Et vraiment, je vois aussi comment les architectes se permettent des mots d’esprit subtils dans chaque bâtiment. Voici une fenêtre qui fait un angle légèrement plus aigu. Juste là un point qui dépasse, une morsure carrée de la façade. Ou, devenez fou, un triangle. Les architectes eux-mêmes trouvent tout cela très intelligent et se félicitent mutuellement. La semaine dernière, il a été annoncé qu’un complexe résidentiel dans le quartier d’IJburg à Amsterdam, le ‘Jonas’, reçoit un prix des collègues architectes de l’association professionnelle. Le jury loue le bâtiment pour son caractère durable mais abordable et sa conception soignée. On dit que le bâtiment ressemble à une baleine, en partie à cause de la construction ingénieuse avec des fermes en bois rappelant les nervures et les fanons. Malheureusement, tout cela est bien caché derrière la même façade angulaire gris foncé. Si seulement c’était une forme de baleine. Il serait révolutionnaire de construire quelque chose de rond ou ondulé de nos jours.

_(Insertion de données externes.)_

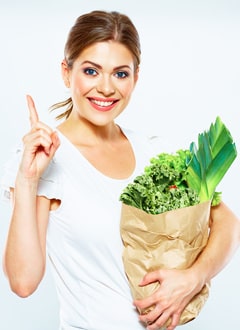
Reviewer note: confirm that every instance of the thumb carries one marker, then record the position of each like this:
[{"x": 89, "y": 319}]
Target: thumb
[
  {"x": 151, "y": 277},
  {"x": 33, "y": 115}
]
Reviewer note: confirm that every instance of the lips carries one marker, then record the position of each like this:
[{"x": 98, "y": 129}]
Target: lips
[{"x": 102, "y": 104}]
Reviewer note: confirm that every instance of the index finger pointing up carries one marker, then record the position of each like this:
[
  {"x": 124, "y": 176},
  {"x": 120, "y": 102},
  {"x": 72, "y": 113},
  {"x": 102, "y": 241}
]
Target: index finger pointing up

Il y a de l’espoir sur chaque chantier, mais notre capacité à enlaidir notre propre cadre de vie semble presque infinie. Même maintenant que nous avons trébuché pieds nus dans le désert artistique moderniste pendant tant d’années et que nous nous sommes collectivement retrouvés dans la dépression et l’épuisement professionnel en 2023, maintenant que tout le monde aspire à quelque chose de câlin, quelque chose de beau, quelque chose de réconfortant et réconfortant pour reposer les yeux sur , on ne sort toujours pas du même réflexe. On ne connaît qu’un seul mode de construction : verre et acier, acier et verre. Serré. Industriel. Vous pouvez presque comprendre pourquoi quelqu’un aurait pulvérisé des graffitis dessus. Cela demande un dessin. Une expression humaine. Quelque chose de fait main.

Vous demandez à un entrepreneur ou à un charpentier de mettre un motif floral dans quelque chose et il vous rit au nez. Nous avons oublié comment décorer. Pour décorer les plafonds, ou pour appliquer des ornements, quelque chose avec un vitrail, une mosaïque, un lambris décoré, un sol ou un cadre de fenêtre. C’est quelque chose d’une époque révolue. Lorsque le menuisier se rend compte que ce n’est pas une blague, il réfléchit profondément et vous réfère à un vieil ami qui est allé à l’école d’art. Car le dessin n’est réservé qu’aux artistes, ou aux enfants. Il ne fait plus partie du travail des artisans, architectes et entrepreneurs. Ils sont élégants, sûrs, durables et fonctionnels.

Et ne me dites pas que c’est une question d’argent. Oui, fabriquer un plafond ornemental ou un cadre de fenêtre coûte cher. Surtout que personne ne sait plus comment faire. Mais savez-vous ce qui coûte aussi cher ? Un hall central d’une hauteur absurde, dans lequel tiennent au moins quinze autres appartements. Une « bouchée » de votre façade dans laquelle vous auriez pu abriter trois entreprises. Plus le complexe d’appartements est cher, plus il est vide, plus il est étroit. Avec des carreaux gris camp de concentration dans la salle de bain et une construction en acier Tata d’aspect industriel pour accrocher une porte. Bien sûr en verre. Non, pour quelque chose d’élégant, il faut aller dans les boutiques les moins chères. C’est ce que l’entrepreneur a souligné. Vous pouvez acheter des ornements de plafond en plâtre prêts à l’emploi à la quincaillerie. Pour quelque chose de rond, quelque chose de décoré, quelque chose de câlin, rendez-vous dans un magasin où les choses coûtent 2,50.

Bientôt cette ère prendra fin. Mais pas avant d’avoir rempli notre pays de tristesse moderniste dans les années à venir. Alors direction la quincaillerie, pour un plafond ornemental en plâtre. A Xenos pour un ange ou une colonne. Kitsch, c’est certain. Mais considérez cela comme un acte de défi.

Rosanne Hertzberger est microbiologiste.